The function of each scripts

  1. exgt.py read vcf files from disk write to disk

    This script used awk and sed command to extract the genotypes in vcf file. The genotype was splited by homo chromosome. This script perform one row data at each time, so it will not use up a lot memory.

  2. df2ss.py read files from disk write to disk (sheets directory)

    This script separate coordinates( chrom and position) information and genotype information, Then save data as the format: each chromosome have one coordinate file and one genotype file.

  3. flow_across_df.py read from the disk generate variables snkDic and filiDic。

​ Using sliding windows to calculate the IBS proportion between RILs and parents in a window。

  1. ibd_constraint.py read from filiDic.pkl generate variable cstDic

    4.1 Convert digits to boolean values, SO we can judge the RIL fragments comes from which parents. If the parents have abs proportion larger than 95%, and differences of the value between parents are smaller than 0.1% , then these parents are treated as the contributor for the RIL fragment and these parents TRUE. (A strict criteria:abs proportion > 99% and number of SNPs in a window > 4).

​ 4.2 The IBD relationships in MAGIC4w pybinXII was finished, but there need more works to let the code commonly used.

  1. break_points.py used snkDic and cstDic to generate bksDic

    The 5, 6, 7 step handle each individual to make haplotype.

    break_points.py judge the breakpoints in each individual. Here we treat the missing haplotype as background gap, so the output data don't have missing value. This treatment makes us easy to adjust the border of each haplotype.

  2. opdin_mc.py used xfhDic (the other name of cstDic) and bksDic to generate haprDIc.

    Shrink the borders of each haplotype to most upper position that it can reach.

  3. maxparsi_mc.py used harprDic to generate mpsDic

    Considering all the borders of all the RILs to extend the haplotypes borders with no conflicts.
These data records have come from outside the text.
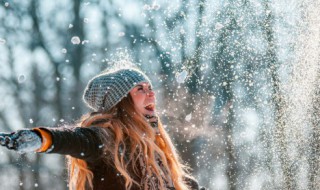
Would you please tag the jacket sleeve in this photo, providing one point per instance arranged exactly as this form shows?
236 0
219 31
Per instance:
78 142
193 184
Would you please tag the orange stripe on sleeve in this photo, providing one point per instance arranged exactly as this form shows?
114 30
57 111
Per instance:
46 139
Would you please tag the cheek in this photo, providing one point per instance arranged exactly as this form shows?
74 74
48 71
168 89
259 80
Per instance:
138 100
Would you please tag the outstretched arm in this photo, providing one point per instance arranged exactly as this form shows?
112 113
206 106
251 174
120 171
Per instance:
83 143
22 141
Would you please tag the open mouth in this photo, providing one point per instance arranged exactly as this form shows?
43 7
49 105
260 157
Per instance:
150 107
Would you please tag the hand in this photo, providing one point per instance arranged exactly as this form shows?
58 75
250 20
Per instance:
153 120
22 141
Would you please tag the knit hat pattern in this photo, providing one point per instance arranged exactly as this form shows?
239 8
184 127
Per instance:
108 88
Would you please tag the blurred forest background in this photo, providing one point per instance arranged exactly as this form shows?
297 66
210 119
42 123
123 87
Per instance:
237 82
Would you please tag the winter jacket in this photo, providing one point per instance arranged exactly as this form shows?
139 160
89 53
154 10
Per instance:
85 143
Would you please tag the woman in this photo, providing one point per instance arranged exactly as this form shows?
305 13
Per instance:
121 145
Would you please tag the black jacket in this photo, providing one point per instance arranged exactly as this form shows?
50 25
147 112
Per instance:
84 143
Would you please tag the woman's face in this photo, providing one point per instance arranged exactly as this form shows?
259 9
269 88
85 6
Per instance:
144 99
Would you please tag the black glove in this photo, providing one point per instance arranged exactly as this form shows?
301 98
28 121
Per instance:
153 120
22 141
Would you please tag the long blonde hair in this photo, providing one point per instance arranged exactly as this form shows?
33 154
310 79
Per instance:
126 123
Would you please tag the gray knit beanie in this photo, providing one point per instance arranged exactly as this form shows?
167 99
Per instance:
108 88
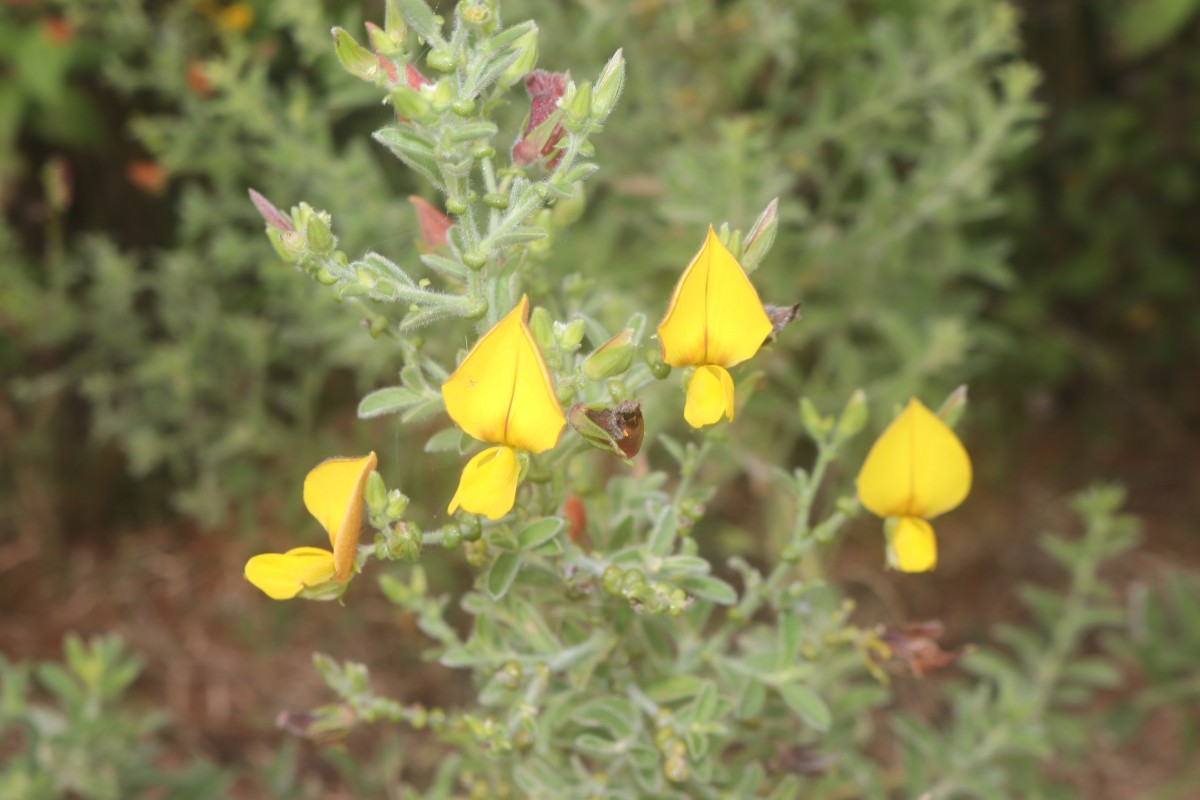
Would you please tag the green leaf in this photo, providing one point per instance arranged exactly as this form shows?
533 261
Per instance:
419 17
1146 24
671 689
502 575
388 401
539 533
807 704
613 714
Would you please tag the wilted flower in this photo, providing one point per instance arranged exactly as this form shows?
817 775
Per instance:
714 322
333 493
916 470
543 128
502 394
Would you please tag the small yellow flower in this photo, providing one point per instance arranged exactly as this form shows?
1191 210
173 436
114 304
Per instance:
333 493
916 470
714 322
502 394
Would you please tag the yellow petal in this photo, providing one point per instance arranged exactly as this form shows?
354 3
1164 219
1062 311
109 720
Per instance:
714 316
489 483
709 397
502 391
282 576
913 547
917 468
333 493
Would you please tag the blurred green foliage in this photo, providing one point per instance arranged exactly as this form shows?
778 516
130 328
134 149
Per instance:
88 741
1105 204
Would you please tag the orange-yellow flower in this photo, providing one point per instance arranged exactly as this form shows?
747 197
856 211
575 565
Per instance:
333 493
916 470
502 394
713 322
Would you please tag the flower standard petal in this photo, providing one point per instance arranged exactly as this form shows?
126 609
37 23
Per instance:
333 493
917 468
502 391
912 546
709 397
282 576
714 316
489 483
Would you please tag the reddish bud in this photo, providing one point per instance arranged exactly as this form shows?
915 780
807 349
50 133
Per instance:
543 130
577 517
433 223
147 175
273 216
915 649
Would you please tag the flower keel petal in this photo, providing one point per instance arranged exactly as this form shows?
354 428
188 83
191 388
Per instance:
489 483
282 576
709 397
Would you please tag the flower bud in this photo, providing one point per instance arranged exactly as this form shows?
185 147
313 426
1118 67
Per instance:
318 236
543 329
355 59
376 493
853 416
612 358
385 43
761 238
406 543
609 85
570 335
952 410
579 109
528 48
618 429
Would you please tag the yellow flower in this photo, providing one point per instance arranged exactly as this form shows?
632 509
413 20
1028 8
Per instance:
502 394
333 493
714 322
916 470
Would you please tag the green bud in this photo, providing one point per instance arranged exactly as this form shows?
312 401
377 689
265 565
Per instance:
394 22
853 416
397 504
954 407
543 329
409 103
611 579
579 109
528 48
443 95
318 236
407 542
441 60
384 43
570 335
612 358
376 493
609 85
659 368
761 238
355 59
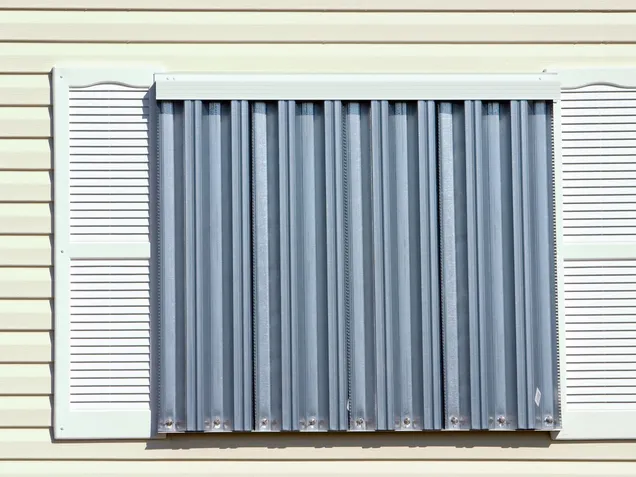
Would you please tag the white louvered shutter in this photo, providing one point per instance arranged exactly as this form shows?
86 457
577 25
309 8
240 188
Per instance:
102 253
597 268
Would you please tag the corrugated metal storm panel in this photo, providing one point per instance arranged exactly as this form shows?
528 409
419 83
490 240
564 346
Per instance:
345 266
497 260
204 247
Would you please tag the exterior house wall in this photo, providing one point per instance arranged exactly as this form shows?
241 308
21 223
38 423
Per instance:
396 36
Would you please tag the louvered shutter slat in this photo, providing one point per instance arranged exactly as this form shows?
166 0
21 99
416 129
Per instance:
103 263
When there are gap with 2 Mb region, the borders between two haplotypes were not extended.

  4. divbin.py used xfhDic and mpsDic to generate rwDic,regDic and nbDic.
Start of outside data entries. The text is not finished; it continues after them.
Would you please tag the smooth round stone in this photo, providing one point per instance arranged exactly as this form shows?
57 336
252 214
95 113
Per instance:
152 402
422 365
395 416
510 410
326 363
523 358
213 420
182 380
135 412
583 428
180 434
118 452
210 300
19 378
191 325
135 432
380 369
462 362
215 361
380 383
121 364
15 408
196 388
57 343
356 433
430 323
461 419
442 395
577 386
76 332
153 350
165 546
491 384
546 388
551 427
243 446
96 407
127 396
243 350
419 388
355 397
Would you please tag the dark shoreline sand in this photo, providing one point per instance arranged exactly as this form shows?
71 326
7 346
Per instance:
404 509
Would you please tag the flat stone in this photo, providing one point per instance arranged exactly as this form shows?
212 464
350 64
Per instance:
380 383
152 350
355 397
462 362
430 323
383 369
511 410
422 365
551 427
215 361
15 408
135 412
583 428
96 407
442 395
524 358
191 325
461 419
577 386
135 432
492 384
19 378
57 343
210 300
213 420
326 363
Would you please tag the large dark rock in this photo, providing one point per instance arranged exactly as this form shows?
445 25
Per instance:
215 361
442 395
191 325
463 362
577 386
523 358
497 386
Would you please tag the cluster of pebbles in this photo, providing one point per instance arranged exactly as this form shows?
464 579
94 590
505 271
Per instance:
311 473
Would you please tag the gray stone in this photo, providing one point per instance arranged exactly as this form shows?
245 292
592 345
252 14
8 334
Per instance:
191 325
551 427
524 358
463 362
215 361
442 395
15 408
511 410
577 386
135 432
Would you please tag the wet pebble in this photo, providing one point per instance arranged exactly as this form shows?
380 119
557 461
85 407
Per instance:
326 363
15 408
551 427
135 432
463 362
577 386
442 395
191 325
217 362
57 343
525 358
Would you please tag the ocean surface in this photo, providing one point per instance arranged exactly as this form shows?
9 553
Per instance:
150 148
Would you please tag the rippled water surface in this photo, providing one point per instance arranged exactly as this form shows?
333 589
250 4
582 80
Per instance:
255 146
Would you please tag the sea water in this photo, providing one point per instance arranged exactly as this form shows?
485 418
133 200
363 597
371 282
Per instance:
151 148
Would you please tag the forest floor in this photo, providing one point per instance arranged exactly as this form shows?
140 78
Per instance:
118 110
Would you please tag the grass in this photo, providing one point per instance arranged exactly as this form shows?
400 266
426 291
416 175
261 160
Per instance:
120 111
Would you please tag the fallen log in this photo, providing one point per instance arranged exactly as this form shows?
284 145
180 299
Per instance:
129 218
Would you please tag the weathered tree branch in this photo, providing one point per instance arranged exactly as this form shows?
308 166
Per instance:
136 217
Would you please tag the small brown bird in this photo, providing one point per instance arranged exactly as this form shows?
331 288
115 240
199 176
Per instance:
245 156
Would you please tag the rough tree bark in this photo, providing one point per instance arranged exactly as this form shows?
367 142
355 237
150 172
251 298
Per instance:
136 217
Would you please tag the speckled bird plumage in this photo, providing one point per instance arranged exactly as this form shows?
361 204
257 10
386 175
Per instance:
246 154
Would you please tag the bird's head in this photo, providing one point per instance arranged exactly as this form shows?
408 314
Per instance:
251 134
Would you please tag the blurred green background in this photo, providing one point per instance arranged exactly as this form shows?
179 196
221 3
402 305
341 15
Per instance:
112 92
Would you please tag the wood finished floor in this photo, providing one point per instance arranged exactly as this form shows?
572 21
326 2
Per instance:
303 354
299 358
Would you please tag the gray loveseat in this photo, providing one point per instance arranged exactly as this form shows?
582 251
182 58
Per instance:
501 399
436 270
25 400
    Delineate bins considering all the borders of all the individuals. Note, the region between a border and the next border was not treated as a bin. if all individuals are missing in a region on the genome , the set all the individual missing(no data on the bin map).

  5. retrench.py used regDic and nbDic to generate tulist、bsz and tgd.
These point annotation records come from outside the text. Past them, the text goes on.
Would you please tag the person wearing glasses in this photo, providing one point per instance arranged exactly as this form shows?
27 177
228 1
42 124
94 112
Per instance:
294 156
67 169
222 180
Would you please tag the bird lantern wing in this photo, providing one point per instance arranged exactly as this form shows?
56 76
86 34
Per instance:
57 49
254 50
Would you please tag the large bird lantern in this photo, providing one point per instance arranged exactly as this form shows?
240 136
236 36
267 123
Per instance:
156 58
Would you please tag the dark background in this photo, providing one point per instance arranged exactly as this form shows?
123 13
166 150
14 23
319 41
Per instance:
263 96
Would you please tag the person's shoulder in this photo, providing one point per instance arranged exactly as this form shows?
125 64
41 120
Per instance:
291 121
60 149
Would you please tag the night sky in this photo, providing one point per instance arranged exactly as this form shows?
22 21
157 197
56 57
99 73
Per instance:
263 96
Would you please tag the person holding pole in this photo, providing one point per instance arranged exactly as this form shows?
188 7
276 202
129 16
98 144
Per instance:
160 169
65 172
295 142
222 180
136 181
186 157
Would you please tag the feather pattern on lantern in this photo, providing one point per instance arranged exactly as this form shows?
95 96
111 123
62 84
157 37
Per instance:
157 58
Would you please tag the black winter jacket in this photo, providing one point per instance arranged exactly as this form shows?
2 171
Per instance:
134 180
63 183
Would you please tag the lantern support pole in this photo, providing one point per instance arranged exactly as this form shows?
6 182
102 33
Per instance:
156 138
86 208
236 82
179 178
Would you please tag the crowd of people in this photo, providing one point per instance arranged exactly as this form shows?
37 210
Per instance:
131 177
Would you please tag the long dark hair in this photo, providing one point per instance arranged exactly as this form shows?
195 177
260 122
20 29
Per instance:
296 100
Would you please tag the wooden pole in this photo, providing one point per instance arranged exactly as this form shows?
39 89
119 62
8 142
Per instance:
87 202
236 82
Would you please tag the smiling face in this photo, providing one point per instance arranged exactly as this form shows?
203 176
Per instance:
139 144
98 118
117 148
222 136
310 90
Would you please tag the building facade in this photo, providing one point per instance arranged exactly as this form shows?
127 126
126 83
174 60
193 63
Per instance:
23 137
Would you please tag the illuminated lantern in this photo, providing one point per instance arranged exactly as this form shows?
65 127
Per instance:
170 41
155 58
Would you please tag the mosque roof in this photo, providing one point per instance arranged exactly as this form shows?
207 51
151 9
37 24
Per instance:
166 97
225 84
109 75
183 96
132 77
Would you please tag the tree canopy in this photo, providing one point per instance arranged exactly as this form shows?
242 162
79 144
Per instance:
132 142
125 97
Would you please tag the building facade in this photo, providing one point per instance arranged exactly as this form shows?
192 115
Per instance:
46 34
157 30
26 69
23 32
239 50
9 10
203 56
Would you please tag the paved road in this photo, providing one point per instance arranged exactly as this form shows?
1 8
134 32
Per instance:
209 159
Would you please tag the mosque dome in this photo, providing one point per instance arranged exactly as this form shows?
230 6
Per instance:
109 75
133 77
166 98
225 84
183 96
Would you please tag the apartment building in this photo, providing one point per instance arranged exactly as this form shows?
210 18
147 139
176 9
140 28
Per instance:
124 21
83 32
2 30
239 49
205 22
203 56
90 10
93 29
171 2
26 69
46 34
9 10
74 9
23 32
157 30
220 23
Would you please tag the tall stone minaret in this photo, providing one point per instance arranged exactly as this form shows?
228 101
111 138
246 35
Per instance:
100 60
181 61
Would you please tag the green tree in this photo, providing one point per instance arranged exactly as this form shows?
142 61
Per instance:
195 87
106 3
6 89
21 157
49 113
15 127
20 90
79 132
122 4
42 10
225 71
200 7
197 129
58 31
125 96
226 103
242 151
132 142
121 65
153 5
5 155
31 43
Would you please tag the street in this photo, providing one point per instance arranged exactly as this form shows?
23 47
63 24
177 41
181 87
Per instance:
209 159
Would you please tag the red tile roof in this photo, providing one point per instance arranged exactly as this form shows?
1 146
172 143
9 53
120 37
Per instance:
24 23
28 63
    Based on the bin map generated by last step impute the bin map: If the upper one row bin and next row bin are all the same except missing values,then merge the two bins.

  6. fmb.py used bsz and tgd to generate bimp (bimDic).

    After last step imputing, some gaps become smaller, then we can fill the gaps.

  7. haplotype_info_indv.py used bsz and bimp to generate tpDic and hpfDic.

    Using the constructed bin map to generate haplotypes of each individual. Each individual was a list , this is better expression than 5,6,7 step.

others: double_crossMG.py, grid.py, lover.py is used for treating double-cross problem,they will add dependent on the requirements。 High quality sequencing data don‘t need these three steps.